HES is breaking above major resistance on the price chart which will very likely add new fuel to the rally enabling the stock to continue its strong rotation going forward.
Marathon Oil - MRO
MRO is also found inside the leading quadrant but at a much stronger momentum based move. Relative strength for MRO just broke above a horizontal resistance level which is clearing the way for more relative upside in coming weeks.
Looking at the RRG-Lines we can see that MRO rotated into the leading quadrant at the end of 2017 when the RS-Ratio line crossed above 100. At the beginning of this year, RS-Momentum dropped below 100, pushing MRO into the weakening quadrant but only for a short period of time.

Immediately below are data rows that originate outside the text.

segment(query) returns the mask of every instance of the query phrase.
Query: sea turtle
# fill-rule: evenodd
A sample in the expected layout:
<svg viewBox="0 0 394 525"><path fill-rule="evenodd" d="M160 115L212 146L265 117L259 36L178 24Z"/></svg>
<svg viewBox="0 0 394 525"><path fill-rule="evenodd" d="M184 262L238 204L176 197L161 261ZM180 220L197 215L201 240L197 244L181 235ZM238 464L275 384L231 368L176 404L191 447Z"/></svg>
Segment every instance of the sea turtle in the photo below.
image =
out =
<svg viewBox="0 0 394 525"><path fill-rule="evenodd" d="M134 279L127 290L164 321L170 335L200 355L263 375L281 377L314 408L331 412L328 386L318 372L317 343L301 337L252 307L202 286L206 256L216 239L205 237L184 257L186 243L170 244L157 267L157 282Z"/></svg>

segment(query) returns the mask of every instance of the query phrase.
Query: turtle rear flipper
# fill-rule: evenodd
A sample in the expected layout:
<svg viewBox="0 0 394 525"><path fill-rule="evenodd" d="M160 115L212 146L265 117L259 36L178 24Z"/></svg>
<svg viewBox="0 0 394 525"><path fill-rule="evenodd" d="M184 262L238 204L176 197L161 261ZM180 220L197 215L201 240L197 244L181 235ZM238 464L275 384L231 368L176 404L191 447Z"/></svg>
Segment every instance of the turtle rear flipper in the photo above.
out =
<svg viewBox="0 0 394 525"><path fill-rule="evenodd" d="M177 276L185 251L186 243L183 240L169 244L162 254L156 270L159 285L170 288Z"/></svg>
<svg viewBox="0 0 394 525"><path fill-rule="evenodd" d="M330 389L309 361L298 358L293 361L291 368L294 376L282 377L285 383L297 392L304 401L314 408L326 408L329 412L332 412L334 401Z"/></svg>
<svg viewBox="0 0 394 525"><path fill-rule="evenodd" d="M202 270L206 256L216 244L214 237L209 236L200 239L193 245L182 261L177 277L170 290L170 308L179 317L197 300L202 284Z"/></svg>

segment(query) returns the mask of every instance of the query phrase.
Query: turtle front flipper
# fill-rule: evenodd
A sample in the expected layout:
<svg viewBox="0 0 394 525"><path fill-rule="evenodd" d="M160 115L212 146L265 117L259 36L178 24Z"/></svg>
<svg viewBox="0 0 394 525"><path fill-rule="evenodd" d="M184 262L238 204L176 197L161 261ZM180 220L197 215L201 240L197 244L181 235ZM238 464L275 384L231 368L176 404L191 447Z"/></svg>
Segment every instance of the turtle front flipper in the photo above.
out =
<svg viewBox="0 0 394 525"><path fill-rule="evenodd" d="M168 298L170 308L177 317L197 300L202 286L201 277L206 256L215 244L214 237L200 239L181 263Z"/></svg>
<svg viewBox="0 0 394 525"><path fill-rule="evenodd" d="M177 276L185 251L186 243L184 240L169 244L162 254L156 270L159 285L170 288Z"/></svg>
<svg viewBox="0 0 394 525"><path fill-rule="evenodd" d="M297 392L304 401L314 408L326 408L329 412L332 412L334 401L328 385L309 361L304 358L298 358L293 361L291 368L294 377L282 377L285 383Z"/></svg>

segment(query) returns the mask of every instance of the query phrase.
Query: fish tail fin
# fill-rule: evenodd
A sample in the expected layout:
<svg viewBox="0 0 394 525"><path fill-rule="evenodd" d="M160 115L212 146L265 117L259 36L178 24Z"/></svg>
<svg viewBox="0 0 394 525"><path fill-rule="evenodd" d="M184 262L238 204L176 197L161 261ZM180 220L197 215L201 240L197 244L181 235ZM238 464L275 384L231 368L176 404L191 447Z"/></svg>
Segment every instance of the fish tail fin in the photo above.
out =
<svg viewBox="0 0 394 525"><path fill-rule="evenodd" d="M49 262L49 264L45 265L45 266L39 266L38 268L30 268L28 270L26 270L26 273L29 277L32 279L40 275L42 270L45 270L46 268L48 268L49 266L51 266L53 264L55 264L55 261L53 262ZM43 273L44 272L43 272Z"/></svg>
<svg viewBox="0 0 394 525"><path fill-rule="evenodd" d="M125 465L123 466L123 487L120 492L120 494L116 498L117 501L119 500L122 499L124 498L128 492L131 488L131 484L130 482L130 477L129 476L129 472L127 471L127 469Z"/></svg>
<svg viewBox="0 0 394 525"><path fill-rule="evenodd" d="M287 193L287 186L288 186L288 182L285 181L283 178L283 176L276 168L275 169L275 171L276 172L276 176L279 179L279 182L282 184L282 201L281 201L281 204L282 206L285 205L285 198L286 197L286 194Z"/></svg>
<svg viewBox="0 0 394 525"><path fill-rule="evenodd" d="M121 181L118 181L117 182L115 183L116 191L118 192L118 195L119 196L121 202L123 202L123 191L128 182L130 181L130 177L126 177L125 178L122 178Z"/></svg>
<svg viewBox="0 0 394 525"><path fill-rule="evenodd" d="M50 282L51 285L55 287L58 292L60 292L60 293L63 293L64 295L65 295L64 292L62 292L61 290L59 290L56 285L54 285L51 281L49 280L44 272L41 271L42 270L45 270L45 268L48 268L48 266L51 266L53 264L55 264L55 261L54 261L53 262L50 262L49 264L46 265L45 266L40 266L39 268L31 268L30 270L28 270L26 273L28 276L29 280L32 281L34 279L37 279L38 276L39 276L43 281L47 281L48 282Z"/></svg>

The strong rally that emerged out of the $ 14, higher, low on the price chart caused RS to improve and break higher and this is now pushing RS-Momentum back above 100 and MRO back into the leading quadrant from weakening, which is usually a strong sign.
Combining this improvement in relative strength with the break above major resistance on the price chart, make MRO one of the strongest stocks inside the Energy sector for now.
Exxon Mobil Corp. - XOM
At almost 22% weight inside the Energy sector, XOM is one of the big ones and only that would be reason enough to pay attention to its movement.
The chart above does not show a pretty picture. Over the past years, all major highs came in at lower levels and the falling trend line connecting all these lows is now causing major resistance to come in around $ 86 which limits upside potential from a price perspective to begin with.
Looking at the relative charts does not make me happy either. The downtrend in RS, since early 2016, is clearly visible and was confirmed with the recent break below horizontal support.
On the RRG, XOM is already camping inside the lagging quadrant since October last year with two, failed, attempts to rotate into improving (green RS-Momentum trying, but failing, to break above 100).
The short tail on XOM indicates a stable position, albeit negative vis-a-vis XLE
Chevron Corp. - CVX
The other big name in the Energy sector is CVX at a little over 17% in weight. But here also the price and relative charts are, to put it mildly, not the best in this sector.
The price chart in 2018, so far, is characterized by big swings but a flat performance. $ 130 is now an important resistance level to watch but given the steep move from early April onwards, it is doubtful if enough price momentum is left to break this barrier right away. I am looking for additional supply to kick in at current levels.
The relative strength line shows a sideways to rounding-top like pattern which is hard to take as a positive sign, As a matter of fact, a break of the RS-Line below its most recent low will complete that top formation and very likely trigger a downward acceleration of relative strength.
On the Relative Rotation Graph, CVX is inside the improving quadrant but very close to the center (benchmark) of the chart and rolling over downward towards lagging again.
The limited upward potential on the price chart and the continuing threat of relative strength rolling over and accelerating downward make CVX a stock that's better avoided for the time being.
Beating the sector by avoiding the big boys
This RRG shows the rotations for CVX and XOM. Together they are almost 40% of the sector and following the analysis of both stocks above they are both expected to underperform XLE in the weeks to come.
From an investment/trading perspective, this means that NOT owning XOM and CVX is the key to beating the (sector-) benchmark, XLE.